Vicdanı olmayan adamdan korkarım. Ne zaman, ne yapacağını kestiremezsiniz.
İnsan vicdanını yitirmeyi görsün. Gözü kararır; işlemeyeceği suç, atmayacağı iftira, söylemeyeceği yalan, yapmayacağı zulüm kalmaz.
Aslında insan vicdanı kadar insandır.
Vicdanını yitiren insan insanlıktan çıkmış, başka canlılar grubuna dahil olmuştur.
Vicdansızlar çirkin emellerine masumları, sivilleri, çocukları maske yaparlar; vicdanlı insanlar ise kötü emelleri boşa çıkarmaya gayet eder, sivillere zarar gelmemesi, çocukların burnunun kanamaması için yeri gelir canını verirler.

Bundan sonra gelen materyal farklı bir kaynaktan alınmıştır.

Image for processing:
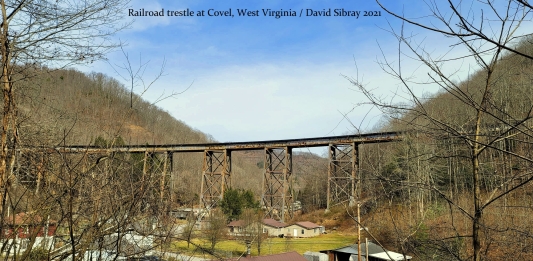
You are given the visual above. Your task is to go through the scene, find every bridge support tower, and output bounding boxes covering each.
[200,150,231,209]
[261,147,293,222]
[326,142,359,211]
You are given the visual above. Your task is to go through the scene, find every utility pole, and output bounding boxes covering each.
[357,202,361,261]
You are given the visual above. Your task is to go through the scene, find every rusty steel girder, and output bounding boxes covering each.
[200,150,231,209]
[327,142,359,210]
[261,147,293,222]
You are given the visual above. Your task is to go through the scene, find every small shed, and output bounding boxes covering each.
[286,221,324,237]
[320,242,412,261]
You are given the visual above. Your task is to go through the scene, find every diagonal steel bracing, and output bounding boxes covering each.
[327,142,359,209]
[262,147,293,221]
[200,150,231,208]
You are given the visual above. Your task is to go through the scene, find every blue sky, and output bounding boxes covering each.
[80,0,532,152]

Vicdansızlar “Sivillere saldırıyorlar, zulmediyorlar” diye iftira atarlar; vicdanlı insanlar sivillerin kılına zarar gelmemesi için önlem üzerine önlem alırlar.

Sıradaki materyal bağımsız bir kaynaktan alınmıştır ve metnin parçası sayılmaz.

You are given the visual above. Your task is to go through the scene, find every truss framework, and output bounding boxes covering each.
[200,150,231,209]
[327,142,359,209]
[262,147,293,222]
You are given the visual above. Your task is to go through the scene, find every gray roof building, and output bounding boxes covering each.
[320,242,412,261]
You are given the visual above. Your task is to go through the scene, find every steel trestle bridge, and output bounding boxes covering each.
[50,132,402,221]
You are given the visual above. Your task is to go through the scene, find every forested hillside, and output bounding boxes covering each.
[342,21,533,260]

Vicdansızlar haksızlık yapmaktan çekinmezler; vicdanlı insanlar haksızlık yapmamak için kılı kırk yararlar.
Vicdansızlar öldürmek için yaşarlar; vicdanlı insanlar yaşatmak için ölürler.
Vicdansızlar imkânlarını zulmetmek için kullanırlar; vicdanlı insanlar zulmetmemek için imkânlarını seferbere ederler.

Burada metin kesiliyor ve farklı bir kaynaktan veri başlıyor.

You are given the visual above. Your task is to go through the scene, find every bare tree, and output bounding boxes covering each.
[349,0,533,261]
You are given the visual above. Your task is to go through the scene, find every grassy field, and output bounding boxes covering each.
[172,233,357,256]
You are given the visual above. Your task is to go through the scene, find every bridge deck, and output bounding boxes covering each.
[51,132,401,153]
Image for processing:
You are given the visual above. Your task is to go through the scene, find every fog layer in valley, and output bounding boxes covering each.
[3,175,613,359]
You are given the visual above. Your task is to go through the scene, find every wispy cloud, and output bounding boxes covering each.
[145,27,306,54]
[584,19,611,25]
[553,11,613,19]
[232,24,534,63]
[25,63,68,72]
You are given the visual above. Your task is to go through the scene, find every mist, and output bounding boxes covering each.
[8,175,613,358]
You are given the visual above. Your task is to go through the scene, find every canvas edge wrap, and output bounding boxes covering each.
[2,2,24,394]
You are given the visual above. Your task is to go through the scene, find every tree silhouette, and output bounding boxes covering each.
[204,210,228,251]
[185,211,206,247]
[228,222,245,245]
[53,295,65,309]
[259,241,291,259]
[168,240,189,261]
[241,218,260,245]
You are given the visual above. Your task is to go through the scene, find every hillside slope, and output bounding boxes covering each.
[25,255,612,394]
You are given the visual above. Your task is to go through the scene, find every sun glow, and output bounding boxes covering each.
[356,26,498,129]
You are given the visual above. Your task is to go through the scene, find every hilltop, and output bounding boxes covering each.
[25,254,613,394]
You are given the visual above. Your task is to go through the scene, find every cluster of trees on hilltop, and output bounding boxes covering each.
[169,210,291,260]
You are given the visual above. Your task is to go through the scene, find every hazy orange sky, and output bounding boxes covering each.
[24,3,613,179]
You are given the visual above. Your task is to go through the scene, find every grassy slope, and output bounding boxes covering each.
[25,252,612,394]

Vicdansızlar kirli emelleri için her türlü iç ve dış desteğe tutunurlar; vicdanlı insanlar önce Allah’a ve imanlarına, sonra milletin duasına yaslanırlar.
Vicdansızlar uluslar arası kamuoyu nezdinde haklı çıkmak için haksızlıklarını örterler; vicdanlı insanlar ise haklılıklarını göğüslerinin gere gere savunurlar.
Şehit haberleri ile birlikte, onların vasiyetleri de birbir çıkıyor. Okunduğunda vicdanların sızlamaması, gözlerin yaşarmaması mümkün değil.
Şehit Musa Özalkan çocuklar için anaokulu yapılmasını vasiyet etmişti.
Afrin şehidi Sergen Pamukçu şunları yazmış abisine, son vasiyeti olarak: “Olur da şehadet nasip olursa, ... tazminatla anamı babamı hacca gönder, babamın borcunu kapat, sen de evlen. Helali hoş olsun.”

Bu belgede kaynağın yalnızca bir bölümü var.